Elle rit, de son rire froid et vorace à la fois.

— A quoi bon se dissimuler que nous en mourons d'envie l'un et l'autre, commissaire ? Ce tête-à-tête nocturne dans cette cuisine, moi presque nue, vous affamé, porte aux sens de ceux qui ont la chance d'en avoir. Notez que le jour où je suis entrée dans votre bureau, j'ai ressenti un frémissement dans mes endroits secrets. Vous êtes un vrai et superbe mâle.

— Mais flic, hélas, ma chère. Or, un flic ne saurait copuler avec une personne qui vient de trouver l'un de ses amants égorgé et émasculé dans son jardin.

Elle rebiffe :

— Et quoi ! Vous me soupçonneriez ?

— Vous connaissez l'antienne ? Tout le monde et personne !

— Si vous acceptez le gîte et le couvert, ne pouvez-vous accepter davantage ? Vous manquez de logique !

— Probablement.

— Question de « dosage », si je puis dire. Mes rillettes : oui. Mais mon derrière : non !

Elle s'avance jusqu'à moi, saisit doucement ma dextre, provisoirement libre, et la porte à son intimité la plus secrète.

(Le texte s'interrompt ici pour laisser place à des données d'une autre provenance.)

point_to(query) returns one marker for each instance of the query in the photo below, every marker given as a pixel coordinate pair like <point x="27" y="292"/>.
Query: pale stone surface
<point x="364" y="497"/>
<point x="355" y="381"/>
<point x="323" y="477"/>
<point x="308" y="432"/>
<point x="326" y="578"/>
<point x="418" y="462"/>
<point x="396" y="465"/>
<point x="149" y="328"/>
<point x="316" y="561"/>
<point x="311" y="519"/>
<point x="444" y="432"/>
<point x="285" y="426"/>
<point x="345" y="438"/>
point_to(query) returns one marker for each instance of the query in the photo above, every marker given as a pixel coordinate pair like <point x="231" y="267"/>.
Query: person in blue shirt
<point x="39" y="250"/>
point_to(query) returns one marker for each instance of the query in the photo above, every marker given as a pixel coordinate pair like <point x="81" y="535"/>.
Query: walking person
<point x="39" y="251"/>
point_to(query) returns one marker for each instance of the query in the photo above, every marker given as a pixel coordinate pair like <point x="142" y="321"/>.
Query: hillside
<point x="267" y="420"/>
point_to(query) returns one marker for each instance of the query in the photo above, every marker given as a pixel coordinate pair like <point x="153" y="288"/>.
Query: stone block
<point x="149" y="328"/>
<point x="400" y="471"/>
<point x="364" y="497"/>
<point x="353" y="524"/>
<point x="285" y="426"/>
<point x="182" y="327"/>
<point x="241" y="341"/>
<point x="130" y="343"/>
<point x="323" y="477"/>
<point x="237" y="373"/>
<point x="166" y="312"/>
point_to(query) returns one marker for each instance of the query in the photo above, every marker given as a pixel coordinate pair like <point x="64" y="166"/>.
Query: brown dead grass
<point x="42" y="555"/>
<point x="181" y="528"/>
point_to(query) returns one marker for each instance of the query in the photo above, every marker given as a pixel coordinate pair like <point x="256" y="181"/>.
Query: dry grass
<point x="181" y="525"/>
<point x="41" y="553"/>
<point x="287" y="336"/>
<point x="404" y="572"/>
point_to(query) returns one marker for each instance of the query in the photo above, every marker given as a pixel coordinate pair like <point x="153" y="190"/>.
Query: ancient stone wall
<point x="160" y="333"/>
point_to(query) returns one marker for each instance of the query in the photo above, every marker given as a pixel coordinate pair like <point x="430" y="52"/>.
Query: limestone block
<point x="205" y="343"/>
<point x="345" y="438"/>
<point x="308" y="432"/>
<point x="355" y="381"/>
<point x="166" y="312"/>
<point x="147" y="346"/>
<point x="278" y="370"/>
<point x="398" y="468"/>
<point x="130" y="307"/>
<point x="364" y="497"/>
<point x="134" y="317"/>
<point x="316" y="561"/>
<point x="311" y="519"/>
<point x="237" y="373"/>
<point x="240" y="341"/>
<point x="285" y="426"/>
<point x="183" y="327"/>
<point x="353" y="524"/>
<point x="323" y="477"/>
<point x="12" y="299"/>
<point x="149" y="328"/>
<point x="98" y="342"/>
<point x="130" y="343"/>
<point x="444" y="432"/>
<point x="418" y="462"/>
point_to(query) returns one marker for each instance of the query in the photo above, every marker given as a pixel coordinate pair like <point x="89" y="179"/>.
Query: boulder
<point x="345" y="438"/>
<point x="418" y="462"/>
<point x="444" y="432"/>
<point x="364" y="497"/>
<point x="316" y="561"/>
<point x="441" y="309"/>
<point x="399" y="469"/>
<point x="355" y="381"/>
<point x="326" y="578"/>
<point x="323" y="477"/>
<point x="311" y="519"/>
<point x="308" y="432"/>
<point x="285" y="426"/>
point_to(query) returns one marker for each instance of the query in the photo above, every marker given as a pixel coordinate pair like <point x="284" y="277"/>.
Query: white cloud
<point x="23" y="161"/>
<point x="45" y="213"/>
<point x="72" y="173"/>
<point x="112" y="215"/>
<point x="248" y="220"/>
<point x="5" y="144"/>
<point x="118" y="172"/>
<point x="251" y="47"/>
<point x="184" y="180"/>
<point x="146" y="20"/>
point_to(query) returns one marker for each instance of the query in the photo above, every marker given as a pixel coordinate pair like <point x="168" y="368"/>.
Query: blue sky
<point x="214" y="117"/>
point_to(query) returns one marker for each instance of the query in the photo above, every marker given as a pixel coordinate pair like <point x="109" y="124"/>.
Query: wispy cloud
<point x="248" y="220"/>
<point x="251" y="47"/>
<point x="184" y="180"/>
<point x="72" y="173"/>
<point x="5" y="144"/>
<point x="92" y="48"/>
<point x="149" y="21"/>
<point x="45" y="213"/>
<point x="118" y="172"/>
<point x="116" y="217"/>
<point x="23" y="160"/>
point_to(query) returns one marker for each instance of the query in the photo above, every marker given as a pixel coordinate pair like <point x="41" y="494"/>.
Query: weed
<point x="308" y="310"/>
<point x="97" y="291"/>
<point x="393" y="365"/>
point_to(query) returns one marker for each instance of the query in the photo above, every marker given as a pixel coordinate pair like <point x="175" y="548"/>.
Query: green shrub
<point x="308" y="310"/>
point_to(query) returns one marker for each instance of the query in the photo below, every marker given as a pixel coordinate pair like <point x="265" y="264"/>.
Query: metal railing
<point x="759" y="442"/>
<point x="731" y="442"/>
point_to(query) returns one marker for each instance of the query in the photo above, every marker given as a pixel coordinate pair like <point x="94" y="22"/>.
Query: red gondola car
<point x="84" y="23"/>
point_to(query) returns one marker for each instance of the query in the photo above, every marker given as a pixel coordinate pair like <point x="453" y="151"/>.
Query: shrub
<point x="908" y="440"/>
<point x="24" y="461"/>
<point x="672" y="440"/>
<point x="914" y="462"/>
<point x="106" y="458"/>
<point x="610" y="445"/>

— Après m'avoir plongée dans un tel état d'excitation ! Tu oserais, misérable, faire passer un stupide et conventionnel devoir de fonctionnaire avant ta nature de mâle ? Tu conserverais ce membre féroce (elle me place une main tombée au bénouze) dans cet état sans rien en faire ? Mais sais-tu qu'un jour, si Dieu te prête vie, tu deviendras un vieil homme impuissant, hanté par ses souvenirs ? Dans ton crépuscule inerte, tu repenseras à mon sexe humide et tu comprendras alors le sacrilège que tu auras commis en laissant cette queue d'airain et cette chatte ruisselante étrangers l'un à l'autre ! Oui, commissaire Service-service, dans les brumes de l'âge, le regret viendra te hanter. Tu pleureras de n'avoir pas bu en son temps à cette coupe de délices, et ta pauvre queue pendante qui ne te servira plus qu'à pisser mal sera déshonorée par cette carence.